Les agents chimiothérapeutiques, dont le rôle est détruire les cellules qui se développent rapidement, contribuent aussi à faire baisser la production de globules.

NOTE : Quand le terme « normal » est utilisé dans cette page, ce n’est pas avec le sens que vous lui prêté. Personne ne connaît ce que « normal » signifie. Cette notion  varie avec le sexe, l’âge, l’environnement alimentaire et les méthodes de test. Votre laboratoire compare vos résultats à la « normale » ou aux « valeurs usuelles », mais celles-ci ne correspondent pas à un standard national , mais à une comparaison avec les résultats des tests qu’il a réalisés avec d’autres patients.

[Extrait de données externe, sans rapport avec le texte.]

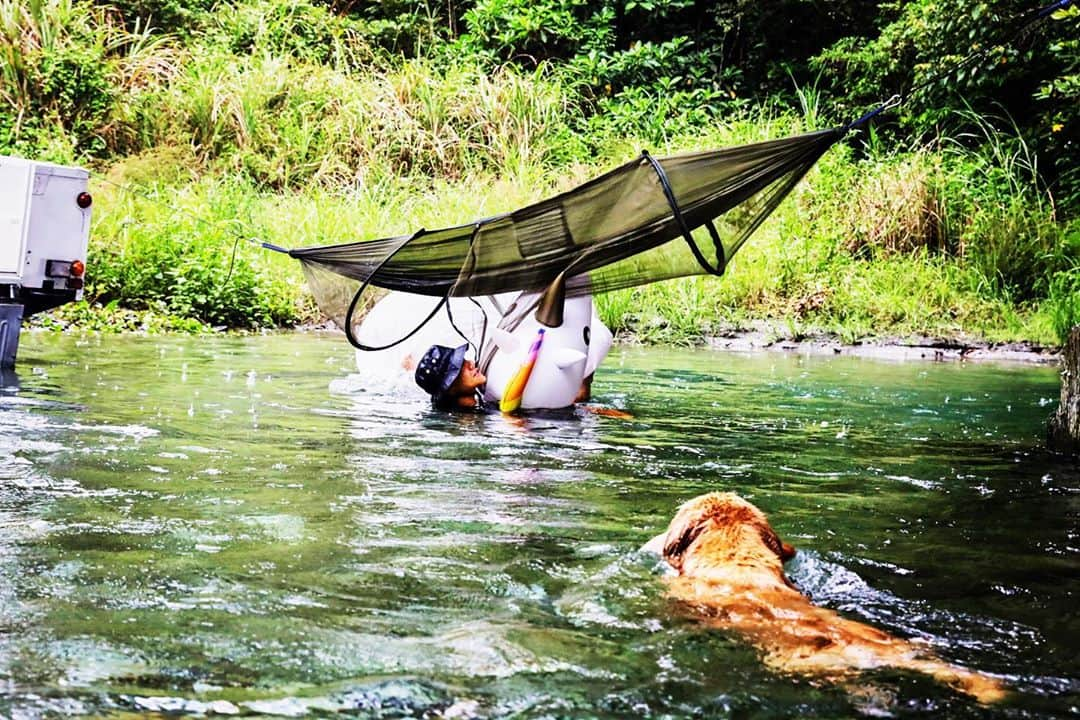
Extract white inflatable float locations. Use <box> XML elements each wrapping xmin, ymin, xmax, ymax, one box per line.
<box><xmin>353</xmin><ymin>291</ymin><xmax>612</xmax><ymax>410</ymax></box>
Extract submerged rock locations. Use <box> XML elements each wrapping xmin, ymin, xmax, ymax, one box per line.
<box><xmin>1048</xmin><ymin>326</ymin><xmax>1080</xmax><ymax>454</ymax></box>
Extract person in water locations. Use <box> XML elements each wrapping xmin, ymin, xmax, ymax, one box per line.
<box><xmin>414</xmin><ymin>342</ymin><xmax>596</xmax><ymax>411</ymax></box>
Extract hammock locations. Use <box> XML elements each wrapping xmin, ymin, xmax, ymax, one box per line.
<box><xmin>287</xmin><ymin>127</ymin><xmax>843</xmax><ymax>347</ymax></box>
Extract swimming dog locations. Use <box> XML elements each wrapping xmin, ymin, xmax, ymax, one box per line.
<box><xmin>643</xmin><ymin>492</ymin><xmax>1006</xmax><ymax>704</ymax></box>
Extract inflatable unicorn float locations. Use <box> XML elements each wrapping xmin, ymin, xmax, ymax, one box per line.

Nous avons collecté les valeurs de 18 grandes cliniques et laboratoires du pays, mais tous leurs chiffres diffèrent. Les chiffres que vous verrez ici vous donnerons une idée approximative de la « normale », mais ce qui est le plus important est l’évolution de vos chiffres dans le temps. Cela vaut plus que les valeurs absolues. C’est pour cela qu’il est important que vos tests sanguins soient toujours faits dans le même laboratoire.

UNE NUMERATION GLOBULAIRE est un décompte des cellules sanguines dans un volume spécifique de sang.

Les composantes habituelles du sang les plus importantes pour la macroglobulinémie de Waldenström sont indiquées ci-après.

Les globules rouges (GR)

Noms : globules rouges, hématies ou érythrocytes.

Valeurs usuelles : 4.7-6.1 million/mm3.

Problème avec la WM : Un faible niveau de globules rouges, qui révèle une anémie, diminue la capacité des globules à apporter de l’oxygène aux tissus.

But du test : Formés dans la moelle osseuse, les globules rouges vivent environ 120 jours. Ils transportent l’oxygène dans toutes les parties du corps. Ce test est fait pour conforter d’autres tests, dont le diagnostic de l’anémie, et pour donner des chiffres permettant d’établir les indices érythrocytaires qui révèlent le niveau des globules rouges et la teneur en hémoglobine.

Le procédé : Les globules rouges sont décomptés avec un appareil appelé compteur Coulter. Un échantillon du sang est dilué dans une solution chargée électriquement, puis on le fait passer  par un orifice traversé par un courant de voltage spécifique. A chaque passage de globules, le voltage change, ce qui crée une impulsion. Le voltage change aussi avec la taille des globules. C’est de cette façon que les globules rouges sont comptés et mesurés.

L’hématocrite (HCT) :

Valeurs usuelles : 42-51%.

Problème avec la WM : Hématocrite en baisse.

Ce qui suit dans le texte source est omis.